Near Port Orford, on the westernmost point of Oregon:
The Hughes family, Patrick and Jane, built a very large (over 3,000 square feet) Victorian home near the river in 1898.
They raised seven kids (two others died early) and over 100 milking cows on their 2,000-acre farm.
A short distance from the farm is the Cape Blanco Lighthouse, where one Hughes son, James, was one of the lightkeepers. On this particular coastline, the job was critical since ships could easily go aground on sand or rocks hiding less than 20 feet from the surface up to two miles away from the shore.
The light was built in 1870 using bricks made locally, with the highest quality at the base, most critical for the integrity of the building’s structure. The point is sandy, so the lighthouse is anchored on a very thick and deep slab of concrete to withstand some shifting. That seems to have been a good plan, since the structure is still sound today.
Not enough of the local bricks were good enough, so others were brought from San Francisco by sea. However, a storm pushed the ship onto the treacherous rocks, losing some of the cargo…and demonstrating the importance of having a lighthouse to keep other boats away from these rocks!
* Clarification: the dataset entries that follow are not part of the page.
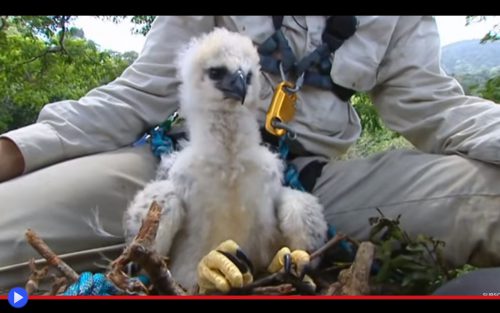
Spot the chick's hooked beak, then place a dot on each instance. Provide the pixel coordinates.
(234, 86)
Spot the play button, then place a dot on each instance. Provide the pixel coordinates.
(18, 297)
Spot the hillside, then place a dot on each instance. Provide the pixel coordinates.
(470, 56)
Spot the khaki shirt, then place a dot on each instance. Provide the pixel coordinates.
(395, 58)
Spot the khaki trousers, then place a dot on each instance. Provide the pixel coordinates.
(449, 197)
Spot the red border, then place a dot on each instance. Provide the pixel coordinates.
(260, 297)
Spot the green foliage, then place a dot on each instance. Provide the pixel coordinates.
(40, 64)
(408, 266)
(142, 22)
(375, 137)
(492, 35)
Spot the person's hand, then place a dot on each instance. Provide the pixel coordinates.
(11, 160)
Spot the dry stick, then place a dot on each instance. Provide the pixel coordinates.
(52, 259)
(141, 251)
(355, 280)
(35, 277)
(282, 277)
(331, 243)
(274, 290)
(58, 286)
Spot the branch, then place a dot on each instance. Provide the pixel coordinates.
(35, 277)
(142, 252)
(355, 280)
(52, 259)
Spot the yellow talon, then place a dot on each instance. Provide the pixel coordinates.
(216, 271)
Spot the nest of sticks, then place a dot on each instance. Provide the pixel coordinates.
(353, 279)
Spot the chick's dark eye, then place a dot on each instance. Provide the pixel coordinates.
(217, 73)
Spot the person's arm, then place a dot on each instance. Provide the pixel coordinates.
(415, 98)
(113, 115)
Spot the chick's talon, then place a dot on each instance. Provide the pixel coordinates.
(224, 268)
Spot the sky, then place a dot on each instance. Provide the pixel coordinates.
(118, 37)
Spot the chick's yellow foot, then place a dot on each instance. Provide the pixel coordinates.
(293, 262)
(224, 268)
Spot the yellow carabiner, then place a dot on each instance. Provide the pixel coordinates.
(282, 108)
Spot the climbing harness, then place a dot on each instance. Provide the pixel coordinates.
(313, 69)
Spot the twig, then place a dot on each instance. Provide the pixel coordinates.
(355, 280)
(52, 259)
(141, 251)
(274, 290)
(331, 243)
(58, 286)
(35, 277)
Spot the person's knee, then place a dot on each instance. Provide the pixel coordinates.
(60, 201)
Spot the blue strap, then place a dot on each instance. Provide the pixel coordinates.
(157, 137)
(89, 284)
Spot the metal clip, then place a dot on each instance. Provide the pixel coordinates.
(282, 108)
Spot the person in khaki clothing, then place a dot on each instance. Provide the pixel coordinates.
(78, 157)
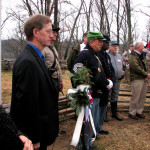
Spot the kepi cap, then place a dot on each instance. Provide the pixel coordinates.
(106, 38)
(113, 43)
(94, 35)
(55, 28)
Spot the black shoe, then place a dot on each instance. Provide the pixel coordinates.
(140, 116)
(133, 117)
(93, 147)
(97, 138)
(116, 117)
(104, 132)
(106, 120)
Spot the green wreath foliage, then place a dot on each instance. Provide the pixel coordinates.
(82, 76)
(79, 99)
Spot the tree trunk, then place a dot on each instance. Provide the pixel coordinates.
(72, 31)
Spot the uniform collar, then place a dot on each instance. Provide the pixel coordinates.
(36, 49)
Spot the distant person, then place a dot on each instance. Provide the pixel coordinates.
(139, 76)
(10, 137)
(78, 48)
(126, 66)
(110, 74)
(89, 58)
(116, 61)
(51, 56)
(34, 108)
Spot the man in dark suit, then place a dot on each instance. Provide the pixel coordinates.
(34, 105)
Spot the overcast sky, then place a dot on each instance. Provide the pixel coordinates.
(140, 4)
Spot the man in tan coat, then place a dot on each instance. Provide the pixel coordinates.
(51, 56)
(138, 76)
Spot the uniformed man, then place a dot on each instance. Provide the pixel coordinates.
(89, 58)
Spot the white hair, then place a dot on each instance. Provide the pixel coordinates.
(137, 44)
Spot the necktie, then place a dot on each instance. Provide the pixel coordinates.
(43, 59)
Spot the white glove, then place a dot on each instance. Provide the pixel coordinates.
(110, 85)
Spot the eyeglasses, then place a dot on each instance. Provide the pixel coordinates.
(49, 31)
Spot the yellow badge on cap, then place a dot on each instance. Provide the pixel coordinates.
(99, 69)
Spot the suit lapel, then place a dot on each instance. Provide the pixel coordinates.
(43, 66)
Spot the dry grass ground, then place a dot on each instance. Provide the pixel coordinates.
(126, 135)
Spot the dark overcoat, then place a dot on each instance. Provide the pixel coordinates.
(34, 105)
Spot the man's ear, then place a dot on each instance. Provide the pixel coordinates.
(35, 32)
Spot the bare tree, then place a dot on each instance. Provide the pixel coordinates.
(72, 30)
(128, 11)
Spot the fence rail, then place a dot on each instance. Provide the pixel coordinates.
(65, 112)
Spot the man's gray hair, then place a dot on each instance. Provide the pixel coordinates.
(137, 44)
At the top of the spiral stairs is the light. James Hughes and two other attendants took shifts around the clock in the upper level tending the lighthouse. In the early days, the light was powered by hog fat (lard) and the lightkeepers needed to clean the soot from the glass every hour.
By 1936, the lens was an electric revolving lens, still in operation nearly 80 years later.
Two days earlier while we were battling wind and rain a bit north, the volunteers closed the lighthouse for tours because of the windy conditions. Winds have been measured here at 100 mph, but the lighthouse stands tall and sturdy year after year.
The last tour of the season is the end of this week. It was one more serendipitous moment of making a very interesting visit “just in time” before things close.
Our thanks to Jack, Bob, Roald, and the other volunteers for their kind service.